In November 2024, Macaulay Culkin was reported to have joined the second season in an undisclosed role. Co-showrunner Geneva Robertson-Dworet praised the actor, saying, "We were so honored to have him. We met with him before he started and he's such a thoughtful person and I love what he brought to the role. He had this very particular read on the kind of character that he wanted to play within the Legion and I think he really brought that to the screen."

===Music===
The episode features many songs, including "Chain Gang" by Sam Cooke, "The Yellow Rose of Texas" by Mitch Miller, and "Hot Dog Buddy Buddy" by Bill Haley & His Comets.

==Critical reception==
"The Profligate" received highly positive reviews from critics. Matt Purslow of IGN gave the episode a "great" 8 out 10 rating and wrote in his verdict, "Civil wars are erupting all over the wasteland in Fallout Season 2's third chapter, and in the middle of it all are two men making hugely important decisions that will shape their destinies. While it's a shame that Lucy had to be put in crucifixion time-out for most of this episode, and Robert House's not-so-mysterious identity continues to be a sticking point, this is an otherwise fantastic, character-driven episode that thrives on bringing important elements from the New Vegas video game into the spotlight. It's packed with so much good stuff that I didn't even get to mention Victor the Securitron's guest appearance, but I'm sure you're as pleased as me that he's still rolling around the Mojave."

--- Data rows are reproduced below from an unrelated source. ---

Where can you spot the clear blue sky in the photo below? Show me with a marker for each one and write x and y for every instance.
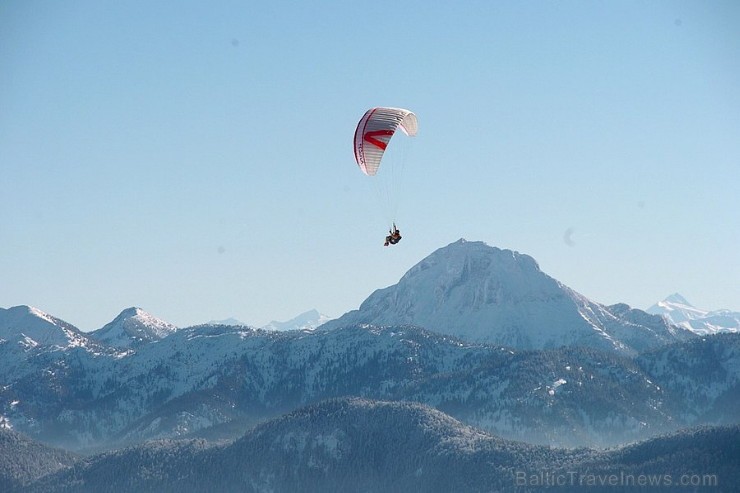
(195, 158)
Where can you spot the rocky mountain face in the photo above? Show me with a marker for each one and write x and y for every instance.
(357, 444)
(484, 294)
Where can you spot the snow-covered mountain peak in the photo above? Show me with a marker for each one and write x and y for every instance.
(29, 323)
(133, 327)
(676, 310)
(305, 321)
(486, 294)
(676, 298)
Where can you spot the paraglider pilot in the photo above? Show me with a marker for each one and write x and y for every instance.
(394, 236)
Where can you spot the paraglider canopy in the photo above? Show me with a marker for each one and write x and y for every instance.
(375, 130)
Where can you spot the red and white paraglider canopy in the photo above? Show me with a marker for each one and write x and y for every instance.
(374, 132)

William Hughes of The A.V. Club gave the episode a "B+" grade and wrote, "So, a few minor performance and script quibbles aside, “The Profligate” is easily the most focused episode that Fallout has posted in its second season to date, following just two plotlines, which manage to meaningfully rhyme with each other in genuinely interesting ways."

Jack King of Vulture gave the episode a 4 star rating out of 5 and wrote, "As in season one, the best part of these first three episodes has been the continued exploration of the duality of the Ghoul and Cooper Howard." Sean T. Collins of Decider wrote, "When I press play on any given episode, I sit back secure in the knowledge that everything I see will be entertaining. Some of it will be funny in a nice way. Some of it will be funny in an extremely nasty way. [...] All on Amazon's dime! Fallout has the giddy feeling of people getting away with something, and it's infectious as fuck."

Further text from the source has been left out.